Tan importantes son sus virtudes como lo son las aptitudes de los dos actores protagonistas que, además, poseen una química que está fuera de toda duda ya que se conocen bastante bien tras haber trabajado juntos en Crazy, Stupid, Love (2011) y la infame Gangster Squad (2013). Por un lado, Ryan Gosling, cuyo atractivo físico, lejos de la contundencia de otros de su generación, y su gran capacidad para transmitir sensaciones con un registro expresivo no demasiado amplio, le han ayudado a labrarse una carrera que a sus 36 años se encuentra absolutamente consolidada. En La La Land vuelve a cumplir con creces su cometido, aunque se vislumbren carencias en lo que al baile y al canto respecta, facetas que no parecen su fuerte pero que tampoco estropean el conjunto. Por su parte, Emma Stone, que lleva el peso de la película, demuestra por qué es una de las actrices más valoradas del momento. Su meteórico ascenso al Olimpo de Hollywood (este año hizo doblete con Woody Allen) tiene dos razones principales: talento y un físico realmente peculiar. Sus enormes ojos, objetivo de diversas bromas que ella se encarga de provocar con una actitud irreverente y divertida en muchos eventos, cara de no haber roto un plato, y una gran versatilidad artística la han situado por encima de muchas otras actrices y, muy posiblemente, este papel pueda valer un Oscar.
No cabe duda de que La La Land es una película altamente disfrutable, por ello resulta muy recomendable. Es imposible no empatizar con su historia y, sobre todo, con la partitura y sus ritmos orquestales, toda una retrospectiva de aquellos musicales que conquistaron nuestros corazones hace años. Otra cosa es que se trate de un trabajo que se encuentre muy por encima del resto de producciones de la temporada, afirmación que se antojaría injusta y poco objetiva.
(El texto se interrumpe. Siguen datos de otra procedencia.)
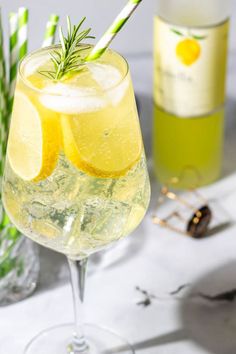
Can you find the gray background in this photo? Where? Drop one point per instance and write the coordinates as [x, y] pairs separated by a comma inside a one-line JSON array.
[[136, 37]]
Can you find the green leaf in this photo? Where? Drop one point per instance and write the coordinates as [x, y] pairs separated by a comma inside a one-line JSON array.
[[68, 59]]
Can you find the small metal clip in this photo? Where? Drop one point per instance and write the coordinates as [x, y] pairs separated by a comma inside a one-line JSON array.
[[196, 224]]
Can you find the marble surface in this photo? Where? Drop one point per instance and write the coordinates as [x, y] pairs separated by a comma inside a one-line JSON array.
[[155, 260]]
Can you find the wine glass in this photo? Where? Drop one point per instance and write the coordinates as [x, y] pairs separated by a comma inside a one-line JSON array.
[[75, 176]]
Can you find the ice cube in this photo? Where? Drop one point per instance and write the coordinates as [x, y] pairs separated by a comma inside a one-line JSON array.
[[109, 79], [104, 219], [68, 99], [34, 64]]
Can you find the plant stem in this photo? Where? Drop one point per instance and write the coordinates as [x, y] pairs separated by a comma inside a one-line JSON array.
[[78, 276]]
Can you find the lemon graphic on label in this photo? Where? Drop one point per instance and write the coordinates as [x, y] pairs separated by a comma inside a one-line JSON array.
[[188, 49]]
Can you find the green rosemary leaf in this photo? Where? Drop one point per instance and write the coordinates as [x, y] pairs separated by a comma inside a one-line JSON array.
[[68, 59]]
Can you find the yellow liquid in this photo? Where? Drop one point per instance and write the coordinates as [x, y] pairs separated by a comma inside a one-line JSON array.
[[187, 151], [98, 190]]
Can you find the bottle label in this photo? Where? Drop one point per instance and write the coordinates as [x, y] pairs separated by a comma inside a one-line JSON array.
[[190, 67]]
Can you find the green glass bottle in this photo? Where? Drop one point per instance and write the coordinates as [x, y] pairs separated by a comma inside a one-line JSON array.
[[190, 59]]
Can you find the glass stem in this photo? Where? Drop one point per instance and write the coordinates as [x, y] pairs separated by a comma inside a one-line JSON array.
[[78, 276]]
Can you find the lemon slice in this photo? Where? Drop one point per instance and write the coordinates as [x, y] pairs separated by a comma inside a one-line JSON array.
[[34, 139], [104, 143]]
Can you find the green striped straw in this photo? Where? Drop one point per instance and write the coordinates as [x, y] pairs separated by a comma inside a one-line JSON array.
[[49, 36], [14, 57], [23, 15], [3, 106], [113, 30]]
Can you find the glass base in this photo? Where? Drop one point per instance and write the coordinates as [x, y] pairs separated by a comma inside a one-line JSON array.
[[57, 340]]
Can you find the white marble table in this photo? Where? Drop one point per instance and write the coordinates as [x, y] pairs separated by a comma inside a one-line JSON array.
[[154, 259]]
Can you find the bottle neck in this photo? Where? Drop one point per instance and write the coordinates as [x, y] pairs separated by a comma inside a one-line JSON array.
[[199, 13]]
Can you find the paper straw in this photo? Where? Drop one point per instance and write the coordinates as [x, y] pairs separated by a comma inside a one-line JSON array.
[[113, 30], [14, 56], [3, 106], [23, 15], [49, 36]]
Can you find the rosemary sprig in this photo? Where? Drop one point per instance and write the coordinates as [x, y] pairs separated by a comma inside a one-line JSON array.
[[68, 59]]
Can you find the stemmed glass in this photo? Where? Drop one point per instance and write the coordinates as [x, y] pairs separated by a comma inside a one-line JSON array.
[[75, 177]]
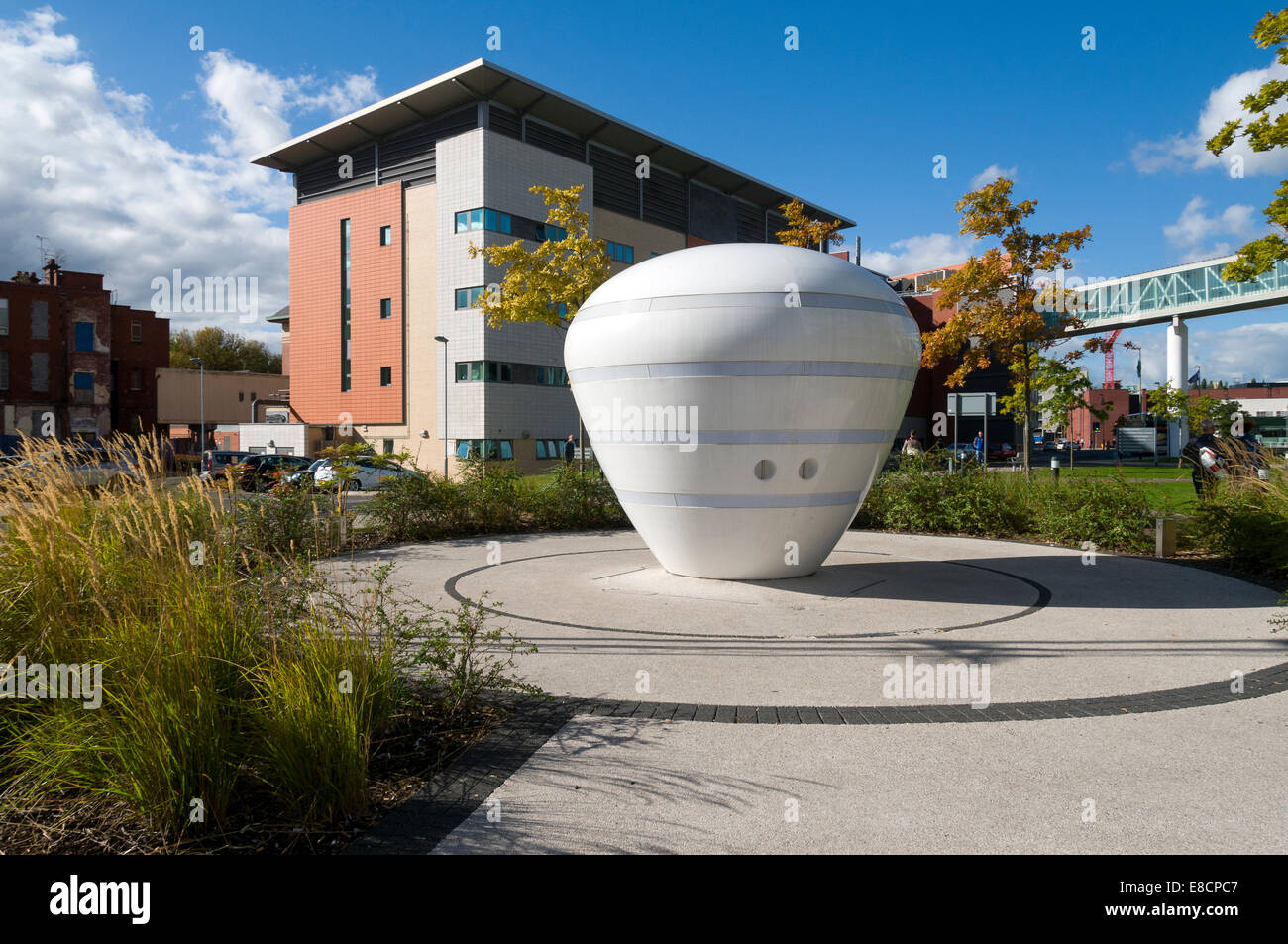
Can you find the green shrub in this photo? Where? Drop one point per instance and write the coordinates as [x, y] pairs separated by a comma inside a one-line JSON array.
[[1244, 523]]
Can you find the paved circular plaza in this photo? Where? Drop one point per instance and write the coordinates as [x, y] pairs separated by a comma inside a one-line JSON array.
[[1048, 625]]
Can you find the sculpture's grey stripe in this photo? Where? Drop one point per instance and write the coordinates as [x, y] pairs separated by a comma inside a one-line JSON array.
[[743, 368], [670, 303], [742, 437], [673, 500]]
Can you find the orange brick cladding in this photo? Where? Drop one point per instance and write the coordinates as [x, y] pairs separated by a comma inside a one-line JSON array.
[[375, 273]]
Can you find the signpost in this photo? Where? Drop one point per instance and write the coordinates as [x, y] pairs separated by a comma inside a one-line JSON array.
[[982, 404]]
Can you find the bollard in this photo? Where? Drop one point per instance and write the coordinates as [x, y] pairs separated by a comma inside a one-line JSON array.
[[1164, 537]]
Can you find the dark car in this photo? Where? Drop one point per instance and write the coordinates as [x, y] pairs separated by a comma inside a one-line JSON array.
[[262, 471], [217, 463]]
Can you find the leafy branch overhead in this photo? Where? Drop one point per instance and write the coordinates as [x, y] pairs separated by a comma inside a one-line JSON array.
[[546, 282], [805, 231], [1263, 133]]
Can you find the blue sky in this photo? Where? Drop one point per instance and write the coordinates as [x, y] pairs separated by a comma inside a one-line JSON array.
[[851, 121]]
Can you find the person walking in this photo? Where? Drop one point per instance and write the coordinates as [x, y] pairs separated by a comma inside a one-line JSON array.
[[1205, 459]]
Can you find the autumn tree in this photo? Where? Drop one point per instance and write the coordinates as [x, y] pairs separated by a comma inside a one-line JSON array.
[[1265, 132], [806, 232], [996, 295], [549, 281], [222, 351], [1065, 387], [546, 282]]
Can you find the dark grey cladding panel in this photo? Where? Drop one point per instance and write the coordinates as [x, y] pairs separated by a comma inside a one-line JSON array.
[[553, 140], [407, 156], [503, 121], [712, 215], [665, 200], [323, 178], [751, 222], [616, 184]]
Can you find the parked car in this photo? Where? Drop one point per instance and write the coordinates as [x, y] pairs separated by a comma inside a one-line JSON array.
[[366, 474], [88, 467], [214, 464], [261, 471], [300, 476]]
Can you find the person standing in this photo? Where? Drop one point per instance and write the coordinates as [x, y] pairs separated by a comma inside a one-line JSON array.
[[1202, 454]]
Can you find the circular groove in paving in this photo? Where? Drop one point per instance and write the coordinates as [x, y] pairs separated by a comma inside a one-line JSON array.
[[827, 575]]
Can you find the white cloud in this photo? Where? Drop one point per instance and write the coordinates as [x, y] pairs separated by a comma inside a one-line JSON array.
[[1186, 151], [125, 201], [1197, 236], [918, 254], [990, 174]]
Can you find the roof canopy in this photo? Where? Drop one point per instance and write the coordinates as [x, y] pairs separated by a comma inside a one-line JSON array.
[[482, 80]]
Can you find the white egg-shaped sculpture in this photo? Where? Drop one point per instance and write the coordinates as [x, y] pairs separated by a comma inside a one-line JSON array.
[[741, 398]]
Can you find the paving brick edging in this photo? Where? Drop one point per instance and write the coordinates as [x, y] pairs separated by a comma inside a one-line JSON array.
[[449, 798]]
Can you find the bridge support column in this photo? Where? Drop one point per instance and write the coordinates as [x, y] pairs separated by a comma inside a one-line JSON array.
[[1177, 377]]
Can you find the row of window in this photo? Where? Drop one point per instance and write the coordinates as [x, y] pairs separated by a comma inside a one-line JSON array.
[[40, 326], [493, 220], [82, 382], [503, 372]]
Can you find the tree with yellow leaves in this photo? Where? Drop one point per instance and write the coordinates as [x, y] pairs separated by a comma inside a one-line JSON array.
[[550, 281], [1000, 313], [804, 231]]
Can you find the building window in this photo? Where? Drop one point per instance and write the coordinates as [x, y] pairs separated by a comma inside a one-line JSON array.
[[39, 371], [619, 253], [344, 308], [465, 297], [84, 387], [40, 320], [484, 449]]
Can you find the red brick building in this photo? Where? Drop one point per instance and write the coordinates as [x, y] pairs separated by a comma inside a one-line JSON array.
[[71, 362]]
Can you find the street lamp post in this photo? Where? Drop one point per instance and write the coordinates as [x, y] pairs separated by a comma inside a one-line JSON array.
[[446, 445], [201, 386]]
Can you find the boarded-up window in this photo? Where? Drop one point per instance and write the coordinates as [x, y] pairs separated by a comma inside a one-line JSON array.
[[40, 321], [40, 372]]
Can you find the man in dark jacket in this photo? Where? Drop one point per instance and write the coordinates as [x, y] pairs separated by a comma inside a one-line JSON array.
[[1203, 472]]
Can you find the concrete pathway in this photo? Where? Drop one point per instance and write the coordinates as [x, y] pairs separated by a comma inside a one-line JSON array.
[[1151, 691]]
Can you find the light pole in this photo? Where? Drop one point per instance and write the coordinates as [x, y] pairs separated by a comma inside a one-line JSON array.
[[446, 446], [201, 387]]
Su valor cinematográfico está fuera de toda duda, pero su impacto no se encuentra en el guion, que no tiene nada de explosivo, sino en sus posibilidades como obra de género, donde sí nada con agilidad y soltura. Su tramo final, fabuloso, resume su propia grandeza en menos de diez minutos gracias a un despliegue visual de categoría, instantes en los cuales Chazelle emplea todo su talento, su sentido del ritmo y nos deslumbra con la luz del pentagrama, verdadero color del musical.
Lo mejor: su banda sonora, un trabajo para la historia.
Lo peor: algunos clichés y un ligero bajón en el segundo acto.